剣を取る者は皆、剣で滅びる(2009 礼拝説教・マタイ)

2009.3.29、明治学院教会(149)受難節 ⑤

◀️「ベトナム戦争と岩国市民」(2009年3月25日、岩国教会)
▶️ 剣を取る者は皆、剣で滅びる(2013 礼拝説教・慰霊の日)

(単立明治学院教会牧師 5年目、健作さん75歳)

マタイ 26:47-56

剣を取る者は皆、剣で滅びる。”(マタイ26:52、新共同訳)

1.私は、先週、山口県岩国に行ってきました。

 山口県立大学の三宅義子教授(女性学)の依頼で「ベトナム戦争と岩国市民」(2009年3月25日、岩国教会)のテーマで研究発表をするためです。

 結論からいうと(ベトナム)戦争は暴力で、(岩国)市民は(戦争に協力した人もいるけれど)平和への努力をした、そこに反戦米軍兵士がいたことが大きかった、ということを述べました。

2.福音書の受難物語のイエス逮捕の場面に「剣」の話が出てきます。

 大祭司の手下に打ってかかり、片方の耳を切り落とした(マルコ)。イエスがその耳を癒された(ルカ)。剣を抜いたのはペトロだった(ヨハネ)。

 しかし、「剣を取る者は皆、剣で滅びる」(マタイ26:52)の言葉はマタイのみです。

 古い諺がイエスの言葉とされます(創世記 9:6「人の血を流す者は、人によって自分の血を流される」、黙示録 13:10「剣で殺される者は、剣で殺される」が関連する)。諺ですが、イエスの考え方をよく表しています。

3.この言葉は不思議な言葉です。

 一語で、ある人の生涯を動かす力を持ちました。

 私は、沖縄の伊江島の農民の土地闘争の小屋でこの言葉に出会いました。この人は、沖縄の北部、本部町の貧しい農家の生まれです。父の願いで師範学校に行きますが、学費のため無理をし病気になり、療養で別府のキリスト教の牧師に世話になり、信者になります。

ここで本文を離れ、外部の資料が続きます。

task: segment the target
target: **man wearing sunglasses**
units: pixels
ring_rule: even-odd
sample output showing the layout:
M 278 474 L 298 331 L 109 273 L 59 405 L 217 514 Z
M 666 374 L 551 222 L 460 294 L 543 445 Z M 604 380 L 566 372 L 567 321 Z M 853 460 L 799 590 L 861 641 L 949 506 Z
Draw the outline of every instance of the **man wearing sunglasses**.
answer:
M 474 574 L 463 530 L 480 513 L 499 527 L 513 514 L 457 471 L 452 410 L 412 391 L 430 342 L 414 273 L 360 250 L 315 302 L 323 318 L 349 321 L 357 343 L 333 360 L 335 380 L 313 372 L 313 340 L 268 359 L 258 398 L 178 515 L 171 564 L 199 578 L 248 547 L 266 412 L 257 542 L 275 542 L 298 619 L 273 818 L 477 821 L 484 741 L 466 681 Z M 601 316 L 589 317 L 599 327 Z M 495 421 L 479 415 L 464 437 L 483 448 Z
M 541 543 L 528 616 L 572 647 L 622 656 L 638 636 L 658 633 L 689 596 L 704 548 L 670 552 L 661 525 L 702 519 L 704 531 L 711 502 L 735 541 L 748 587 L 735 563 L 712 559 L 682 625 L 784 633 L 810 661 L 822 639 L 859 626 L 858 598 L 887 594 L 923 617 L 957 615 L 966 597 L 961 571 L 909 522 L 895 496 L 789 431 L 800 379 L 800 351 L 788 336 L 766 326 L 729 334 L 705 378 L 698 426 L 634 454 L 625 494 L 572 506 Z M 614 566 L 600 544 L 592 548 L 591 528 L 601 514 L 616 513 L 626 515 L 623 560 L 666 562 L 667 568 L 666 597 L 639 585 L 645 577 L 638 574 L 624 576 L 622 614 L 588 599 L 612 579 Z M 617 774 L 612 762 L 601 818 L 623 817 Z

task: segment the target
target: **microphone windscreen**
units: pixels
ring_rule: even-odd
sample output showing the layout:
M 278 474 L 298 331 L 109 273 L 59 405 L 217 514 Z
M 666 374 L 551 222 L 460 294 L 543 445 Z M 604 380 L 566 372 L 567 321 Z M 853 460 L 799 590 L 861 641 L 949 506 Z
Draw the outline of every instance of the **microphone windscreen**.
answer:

 元気になり、南米の移民に加わります。過酷な労働で帰国します。京都の一燈園で西田天香に師事、諭されて帰沖、伊江島で結婚、雑貨屋をやり、お金を作って、土地を買い続け、四万坪に木を植えます。デンマークのグルンドウィーの思想を継ぎ、学校を作り、神と人と土を愛する人を育てることを理想とします。

 一人息子を教育者に育てますが、沖縄戦で失います。伊江島の畑と森は、米軍の侵攻で徹底的に破壊され、土地を収奪されます。沖縄で初めて土地闘争を戦います。「乞食行進」(1955-56)の訴えをします。

 その名は阿波根昌鴻(あはごん しょうこう)さんです。岩波新書に『米軍と農民』『ぬちどぅ宝 − 命こそ宝』が残っています。

 土地を耕して作物を作り、命を養う農民が、一番神に近く偉い人と考え、戦争の暴力行使者は低劣だと考えます。晩年、自宅の側に「ぬちどぅ宝の家」(資料展示館)を建て、戦争で使われた者を拾ってきては展示し、若い人への語り部を務めます。

「戦争を起こす人間こそ本当の悪魔だ」(『米軍と農民』p.218)と述べます。教えを説くだけの人は「悪魔の召使だ」、「剣の放棄」を実行して生きてこそ神に近いと言います。阿波根さんは、2002年3月21日に101歳(肺炎)で亡くなられました。「学習こそ平和の武器と説き続けた人」でした(朝日新聞追悼文)。

4.マタイの「剣を取る者は皆、剣で滅びる。」(マタイ26:52、新共同訳)の根底を支える大切な言葉は、50節のイエスの「友よ」という言葉です。ユダに向けられた言葉です。

 パスカルは『パンセ』の中で言っています。「イエスはユダのうちに敵意を見ず、かえって自らの愛する神の命令を見給う。敵意を認めなかったからこそ、彼はユダを友と呼び給うた」。

 剣よりも愛と信頼が勝ることが「イエスの出来事」です。私たちもその「出来事」の跡を辿ることができるように祈り続けてゆきたいと思います。